Nimrod Im Duntblau is an opera by Horst Gack, the contemporary composer famed for his startling bouffant, ill temper, and near-fatal coughing fits. It is both unfinished and unperformed. Several extracts have been recorded, at gunpoint, by the Loopy Von Straubenzee Jug Band accompanied by one-time popstrels Ingmar & Hetty, the so-called “terrifying singing twins”. Horst Gack himself pointed the gun.
In Act One, Scene One, Nimrod arrives in Duntblau. The “mighty hunter before the Lord” is, appropriately, on a hunting expedition. He sings that he has heard much about the fabled Chicken of Duntblau, which he means to hunt down, pinion, and strangle with his bare hands.

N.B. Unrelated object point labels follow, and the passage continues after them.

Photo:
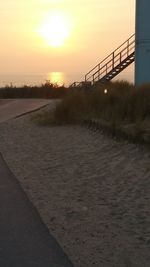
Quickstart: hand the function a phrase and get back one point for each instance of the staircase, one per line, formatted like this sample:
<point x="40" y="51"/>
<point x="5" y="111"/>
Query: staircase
<point x="112" y="65"/>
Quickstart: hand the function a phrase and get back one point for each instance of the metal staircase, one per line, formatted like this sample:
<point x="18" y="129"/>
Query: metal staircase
<point x="112" y="65"/>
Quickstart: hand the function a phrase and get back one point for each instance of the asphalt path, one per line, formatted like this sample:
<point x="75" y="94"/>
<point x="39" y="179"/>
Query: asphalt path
<point x="16" y="107"/>
<point x="24" y="239"/>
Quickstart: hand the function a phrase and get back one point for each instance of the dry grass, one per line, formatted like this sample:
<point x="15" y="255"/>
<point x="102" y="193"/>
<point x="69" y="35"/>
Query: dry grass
<point x="122" y="107"/>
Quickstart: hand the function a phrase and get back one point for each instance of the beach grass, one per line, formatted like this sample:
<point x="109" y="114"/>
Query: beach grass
<point x="119" y="105"/>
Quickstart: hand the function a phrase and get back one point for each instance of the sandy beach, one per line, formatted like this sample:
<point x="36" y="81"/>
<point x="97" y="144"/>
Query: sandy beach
<point x="92" y="192"/>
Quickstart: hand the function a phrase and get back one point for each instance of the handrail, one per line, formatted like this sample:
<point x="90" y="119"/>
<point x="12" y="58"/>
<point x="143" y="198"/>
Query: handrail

He is overheard by Schwindi, the Duntblau Postmistress, who is hiding behind an arras. When Nimrod exits, she appears and sings the plaintive ballad “Must we swim yet again in the blood of chickens?”
Horst Gack has yet to write scenes two and three, but in Act One, Scene Four we find Nimrod, alone in the graveyard of St Bibblybibdib’s church, leaning insouciantly against a tombstone, smoking a fag, and muttering to himself. Because the muttering is punctuated by occasional thumps of a kettledrum, Horst Gack counts this as an arietta.
The only other scene yet completed is Act Seven, Scene Forty-Two. Schwindi is standing outside the Duntblau Chicken Sanctuary, holding a placard and singing a dirge. Critics have been sharply divided over this lengthy number. In the Macclesfield Tomato Sellers’ Weekly, Trilby Baxter dubbed it “a dire dirge, the direst dirge I ever heard”. (This sentence was abstracted by Dennis Beerpint, who used it as the first line of one of his twee verses, where “heard” is rhymed with “bird”, “curd”, “furred”, “bird” again, and “erred”.)
On the other hand, writing in the journal Dirges By Gack, Giles Pipstraw commended the piece as “possibly the most magnificent dirge moaned by a postmistress holding a placard outside Duntblau Chicken Sanctuary ever committed to sheet music by your friend and mine, Horst Gack!” (The overexcited Pipstraw in fact added nine more exclamation marks, which I have omitted for reasons of space.)
Other critics have ignored the dirge entirely, waiting, some would say wisely, for the opera to be finished before they pronounce upon it.
CDs of the recorded extracts can be obtained at jumble sales, charity shops, and as part of the contents of a jamboree bag available from spivs lurking in insalubrious alleyways in certain ill-starred seaside resorts, but not in Duntblau.
Ingmar & Hetty are currently on tour with their “Eighty Years In Showbiz And Contemporary German Opera” special extravaganza.